As Episcopalians prepare to come to Anaheim from all over the country next summer for our next general convention, she spent this weekend in Riverside at the annual convention of the Diocese of Los Angeles. Katharine celebrated Holy Eucharist, preached, lectured about women's empowerment, and answered questions from the floor about Sunday School and social justice.
The location of next year's national convention notwithstanding, the church she leads, troubled by a fresh schism, isn't exactly the happiest place on earth. An entity calling itself "the Anglican Church in North America," which believes women can't be bishops and gays and lesbians should also have limited access to the church's sacramental work, was launched the week before our Riverside convention began. The 1,000 churches forming the wannabe new province include tiny congregations which left years ago over one ancient beef or another, such as the Episcopal Church ordaining women to the priesthood or adopting a new version of The Book Of Common Prayer.
The group hopes to achieve official recognition in the worldwide Anglican Communion through the support of similarly inclined Anglicans in South America, Africa, and elsewhere. Not likely, Katharine says:
"The Anglican Communion has never formed a province based upon theological perspectives," she said. "It's always on the basis of geography, and the need to present the Gospel in another part of the world."...

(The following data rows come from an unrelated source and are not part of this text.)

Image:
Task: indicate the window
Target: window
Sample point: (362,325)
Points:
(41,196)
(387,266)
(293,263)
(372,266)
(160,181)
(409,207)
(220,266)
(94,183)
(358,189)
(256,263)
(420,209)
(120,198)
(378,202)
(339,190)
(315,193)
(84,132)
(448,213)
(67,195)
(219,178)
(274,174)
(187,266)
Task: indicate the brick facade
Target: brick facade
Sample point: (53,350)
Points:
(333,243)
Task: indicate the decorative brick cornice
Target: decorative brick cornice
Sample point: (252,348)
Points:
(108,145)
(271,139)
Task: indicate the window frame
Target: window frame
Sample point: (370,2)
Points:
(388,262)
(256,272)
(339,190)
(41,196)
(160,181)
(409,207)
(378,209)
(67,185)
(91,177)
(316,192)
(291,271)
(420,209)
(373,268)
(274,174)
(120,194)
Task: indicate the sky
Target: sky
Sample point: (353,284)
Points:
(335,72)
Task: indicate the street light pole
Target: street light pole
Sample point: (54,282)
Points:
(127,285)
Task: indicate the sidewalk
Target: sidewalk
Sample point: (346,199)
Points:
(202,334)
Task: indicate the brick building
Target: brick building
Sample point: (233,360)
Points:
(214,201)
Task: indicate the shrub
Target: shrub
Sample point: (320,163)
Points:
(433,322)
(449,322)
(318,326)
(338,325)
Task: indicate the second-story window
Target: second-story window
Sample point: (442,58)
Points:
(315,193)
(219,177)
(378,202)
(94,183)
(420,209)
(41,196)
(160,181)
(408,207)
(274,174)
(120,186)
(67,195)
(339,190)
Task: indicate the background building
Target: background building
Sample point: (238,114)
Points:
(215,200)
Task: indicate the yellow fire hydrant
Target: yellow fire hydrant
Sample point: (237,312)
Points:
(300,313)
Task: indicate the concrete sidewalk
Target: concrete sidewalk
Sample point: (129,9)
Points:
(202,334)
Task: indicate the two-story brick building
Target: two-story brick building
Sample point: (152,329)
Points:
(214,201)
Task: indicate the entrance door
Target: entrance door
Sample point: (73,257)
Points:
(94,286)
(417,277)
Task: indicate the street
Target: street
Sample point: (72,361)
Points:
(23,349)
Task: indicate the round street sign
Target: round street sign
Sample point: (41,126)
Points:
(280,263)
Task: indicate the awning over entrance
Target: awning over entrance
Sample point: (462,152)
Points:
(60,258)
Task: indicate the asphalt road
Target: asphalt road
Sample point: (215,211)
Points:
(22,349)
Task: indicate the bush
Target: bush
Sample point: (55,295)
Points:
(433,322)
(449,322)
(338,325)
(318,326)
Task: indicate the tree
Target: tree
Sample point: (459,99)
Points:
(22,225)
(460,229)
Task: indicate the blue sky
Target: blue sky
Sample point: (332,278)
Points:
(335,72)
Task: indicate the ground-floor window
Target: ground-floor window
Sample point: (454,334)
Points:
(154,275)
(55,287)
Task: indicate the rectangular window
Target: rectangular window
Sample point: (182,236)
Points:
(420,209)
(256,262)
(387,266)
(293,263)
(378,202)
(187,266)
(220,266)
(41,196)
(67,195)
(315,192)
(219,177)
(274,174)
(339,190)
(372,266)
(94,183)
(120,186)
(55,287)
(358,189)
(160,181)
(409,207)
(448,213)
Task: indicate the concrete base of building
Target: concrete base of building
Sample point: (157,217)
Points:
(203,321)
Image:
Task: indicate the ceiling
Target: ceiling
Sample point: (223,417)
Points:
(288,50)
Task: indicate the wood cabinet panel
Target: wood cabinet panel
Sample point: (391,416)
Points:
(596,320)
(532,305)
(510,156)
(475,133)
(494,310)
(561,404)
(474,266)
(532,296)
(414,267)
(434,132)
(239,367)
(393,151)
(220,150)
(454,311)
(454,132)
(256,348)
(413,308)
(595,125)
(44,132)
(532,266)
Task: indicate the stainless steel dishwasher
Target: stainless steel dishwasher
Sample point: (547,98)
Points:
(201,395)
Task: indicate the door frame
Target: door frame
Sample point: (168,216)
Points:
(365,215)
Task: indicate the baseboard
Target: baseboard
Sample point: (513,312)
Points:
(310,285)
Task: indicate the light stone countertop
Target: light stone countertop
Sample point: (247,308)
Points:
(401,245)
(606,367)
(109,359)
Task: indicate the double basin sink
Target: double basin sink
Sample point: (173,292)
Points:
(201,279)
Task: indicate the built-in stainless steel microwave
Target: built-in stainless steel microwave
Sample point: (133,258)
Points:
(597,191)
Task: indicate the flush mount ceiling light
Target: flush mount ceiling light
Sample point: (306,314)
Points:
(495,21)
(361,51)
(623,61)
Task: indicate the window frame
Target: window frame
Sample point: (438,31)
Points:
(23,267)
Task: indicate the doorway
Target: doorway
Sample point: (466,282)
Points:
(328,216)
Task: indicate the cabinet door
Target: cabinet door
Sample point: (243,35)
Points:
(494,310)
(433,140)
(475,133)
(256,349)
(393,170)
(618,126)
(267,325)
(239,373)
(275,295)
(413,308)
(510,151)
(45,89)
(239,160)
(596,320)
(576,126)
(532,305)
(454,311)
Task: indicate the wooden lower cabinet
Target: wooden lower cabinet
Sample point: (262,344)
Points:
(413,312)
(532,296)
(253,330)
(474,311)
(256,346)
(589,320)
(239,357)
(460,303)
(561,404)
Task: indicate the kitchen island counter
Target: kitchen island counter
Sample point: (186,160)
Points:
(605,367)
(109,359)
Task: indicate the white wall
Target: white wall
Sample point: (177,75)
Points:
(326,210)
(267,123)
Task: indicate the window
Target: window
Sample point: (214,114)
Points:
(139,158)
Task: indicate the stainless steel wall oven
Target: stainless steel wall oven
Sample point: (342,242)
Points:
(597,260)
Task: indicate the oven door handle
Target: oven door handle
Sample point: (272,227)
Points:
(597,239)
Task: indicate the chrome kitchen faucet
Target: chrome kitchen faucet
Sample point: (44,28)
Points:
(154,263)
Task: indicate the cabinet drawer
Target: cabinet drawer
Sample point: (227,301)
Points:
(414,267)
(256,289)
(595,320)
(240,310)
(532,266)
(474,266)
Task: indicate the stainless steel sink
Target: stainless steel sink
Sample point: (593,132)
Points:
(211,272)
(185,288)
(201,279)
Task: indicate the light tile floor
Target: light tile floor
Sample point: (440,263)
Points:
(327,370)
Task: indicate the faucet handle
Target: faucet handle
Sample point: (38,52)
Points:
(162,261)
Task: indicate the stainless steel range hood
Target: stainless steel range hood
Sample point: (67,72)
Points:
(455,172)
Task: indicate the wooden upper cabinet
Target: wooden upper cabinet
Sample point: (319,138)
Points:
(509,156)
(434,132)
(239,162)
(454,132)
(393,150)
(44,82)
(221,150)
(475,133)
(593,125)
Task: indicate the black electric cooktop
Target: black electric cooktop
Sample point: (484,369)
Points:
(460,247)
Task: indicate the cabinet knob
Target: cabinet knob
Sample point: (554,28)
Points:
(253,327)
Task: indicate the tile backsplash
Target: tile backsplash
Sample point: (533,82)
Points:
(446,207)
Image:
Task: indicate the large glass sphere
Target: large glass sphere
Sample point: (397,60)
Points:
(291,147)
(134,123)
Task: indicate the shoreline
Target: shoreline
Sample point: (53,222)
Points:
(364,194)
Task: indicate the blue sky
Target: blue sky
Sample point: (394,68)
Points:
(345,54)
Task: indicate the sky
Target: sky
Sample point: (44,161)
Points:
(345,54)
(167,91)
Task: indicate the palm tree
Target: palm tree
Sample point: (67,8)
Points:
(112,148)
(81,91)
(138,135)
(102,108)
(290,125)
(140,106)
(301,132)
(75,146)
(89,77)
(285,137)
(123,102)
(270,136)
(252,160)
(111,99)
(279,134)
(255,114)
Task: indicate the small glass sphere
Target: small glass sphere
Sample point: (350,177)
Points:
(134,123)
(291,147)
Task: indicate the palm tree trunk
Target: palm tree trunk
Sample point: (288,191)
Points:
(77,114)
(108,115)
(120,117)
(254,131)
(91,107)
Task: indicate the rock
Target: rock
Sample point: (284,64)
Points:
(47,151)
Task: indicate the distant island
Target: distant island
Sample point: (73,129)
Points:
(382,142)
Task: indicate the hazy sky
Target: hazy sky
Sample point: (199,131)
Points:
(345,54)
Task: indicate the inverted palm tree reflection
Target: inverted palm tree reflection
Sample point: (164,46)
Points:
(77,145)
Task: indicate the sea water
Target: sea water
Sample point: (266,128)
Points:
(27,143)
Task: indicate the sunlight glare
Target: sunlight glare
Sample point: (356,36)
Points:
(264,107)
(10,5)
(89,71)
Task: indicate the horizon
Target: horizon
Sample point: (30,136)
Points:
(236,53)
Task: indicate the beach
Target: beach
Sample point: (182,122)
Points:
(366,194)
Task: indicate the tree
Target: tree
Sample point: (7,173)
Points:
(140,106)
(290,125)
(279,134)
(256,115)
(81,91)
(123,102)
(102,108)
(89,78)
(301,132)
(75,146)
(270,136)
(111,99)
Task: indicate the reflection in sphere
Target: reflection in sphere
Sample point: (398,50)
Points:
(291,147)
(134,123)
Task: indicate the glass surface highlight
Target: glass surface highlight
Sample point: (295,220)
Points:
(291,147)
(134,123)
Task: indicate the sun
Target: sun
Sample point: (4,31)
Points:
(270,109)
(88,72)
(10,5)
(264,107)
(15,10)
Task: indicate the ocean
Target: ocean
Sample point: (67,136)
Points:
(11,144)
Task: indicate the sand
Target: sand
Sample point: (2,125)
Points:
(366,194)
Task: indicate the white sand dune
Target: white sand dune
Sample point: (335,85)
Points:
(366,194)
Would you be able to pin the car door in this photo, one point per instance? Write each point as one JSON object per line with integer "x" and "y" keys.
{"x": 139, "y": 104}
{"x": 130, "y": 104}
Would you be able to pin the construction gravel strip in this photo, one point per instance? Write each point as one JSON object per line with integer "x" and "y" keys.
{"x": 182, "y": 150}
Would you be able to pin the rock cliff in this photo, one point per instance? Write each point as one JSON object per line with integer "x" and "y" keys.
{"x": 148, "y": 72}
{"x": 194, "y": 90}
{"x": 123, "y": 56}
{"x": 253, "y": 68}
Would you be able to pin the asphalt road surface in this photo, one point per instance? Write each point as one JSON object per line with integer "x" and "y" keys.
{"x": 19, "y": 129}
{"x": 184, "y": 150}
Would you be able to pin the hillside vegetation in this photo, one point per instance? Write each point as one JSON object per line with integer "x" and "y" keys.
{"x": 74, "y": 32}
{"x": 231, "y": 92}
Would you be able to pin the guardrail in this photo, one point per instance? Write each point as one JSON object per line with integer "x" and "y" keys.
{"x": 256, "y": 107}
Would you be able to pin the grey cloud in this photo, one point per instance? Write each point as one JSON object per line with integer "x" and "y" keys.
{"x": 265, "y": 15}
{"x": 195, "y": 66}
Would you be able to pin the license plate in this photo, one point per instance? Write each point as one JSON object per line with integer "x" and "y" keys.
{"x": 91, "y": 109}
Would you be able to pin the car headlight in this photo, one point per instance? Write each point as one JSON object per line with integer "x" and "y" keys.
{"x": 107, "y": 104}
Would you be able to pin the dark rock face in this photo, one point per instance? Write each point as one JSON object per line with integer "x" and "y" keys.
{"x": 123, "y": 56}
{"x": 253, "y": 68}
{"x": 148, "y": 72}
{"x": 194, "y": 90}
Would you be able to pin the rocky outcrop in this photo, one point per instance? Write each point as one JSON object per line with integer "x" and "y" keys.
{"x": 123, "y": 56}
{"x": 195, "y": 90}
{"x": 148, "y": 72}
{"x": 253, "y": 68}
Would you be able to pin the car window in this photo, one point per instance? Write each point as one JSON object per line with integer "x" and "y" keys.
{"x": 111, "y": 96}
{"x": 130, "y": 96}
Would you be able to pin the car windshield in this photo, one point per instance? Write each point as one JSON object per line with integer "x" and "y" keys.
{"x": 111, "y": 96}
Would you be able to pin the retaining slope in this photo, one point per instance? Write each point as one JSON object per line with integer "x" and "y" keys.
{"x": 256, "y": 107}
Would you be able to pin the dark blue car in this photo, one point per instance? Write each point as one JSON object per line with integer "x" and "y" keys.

Jefferts Schori said there was no need to form the breakaway province. The Anglican Communion has always embraced vigorous debate, she said.
"We think it's important to have a diversity of opinion within one body," she said. "God gives us people who disagree with each other for a reason. As long as they're willing to be at the table together, worshiping, being in dialogue together, being in mission together, then we have something very important to give each other. But when some decide to leave, that process is broken down."
Regrettably, when it comes to church schisms, broken processes usually stay broken. Today most Episcopalians are proud that our outpost of catholicism with a small "c" ordains women, taking to heart St. Paul's dictum that in Christ there is neither male nor female (Gal. 3:28). The new prayer book is now the familiar, beloved 30-year-old prayer book. It's hard to imagine that it ever gave offense. Yet while a few who left the church over those issues may have drifted back from schismatic parishes, most didn't. Most of those leaving today over homosexuality may also be gone forever.
In a way, schismatics solve a problem for a mother church by marginalizing themselves. But there is no victory, there are no winners, and there is nothing but sadness in God's heart when people of faith turn away from one another.
Amid all this turmoil, during her two days among members of the six-county Los Angeles diocese Katharine made friends and inspired confidence with her quiet eloquence and non-anxious (dare one say Obamian?) temperament. To some of her fellow Anglican primates, including those who refused even to kneel next to her to take Holy Eucharist, her election was an abomination, an affront to Jesus Christ because of her gender. These are Christians who believe God and the Bible prescribe a hierarchy among human beings. While keeping her heart open to them as well as TEC's domestic critics, Katharine also reminds us that there is much work to do building the realm of God -- empowering women, combating poverty, feeding the hungry, caring for the sick, the widow, the orphan, and bringing people to Christ in mission and service.
Reflecting in a homily on the Advent call to make straight in the desert a highway for God, Katherine counseled laypeople, deacons, priests, and her fellow bishops to tend the stretches of road we may find closest to us. It was a blessing to get to know our chief highway superintendent. Our church is in good hands indeed.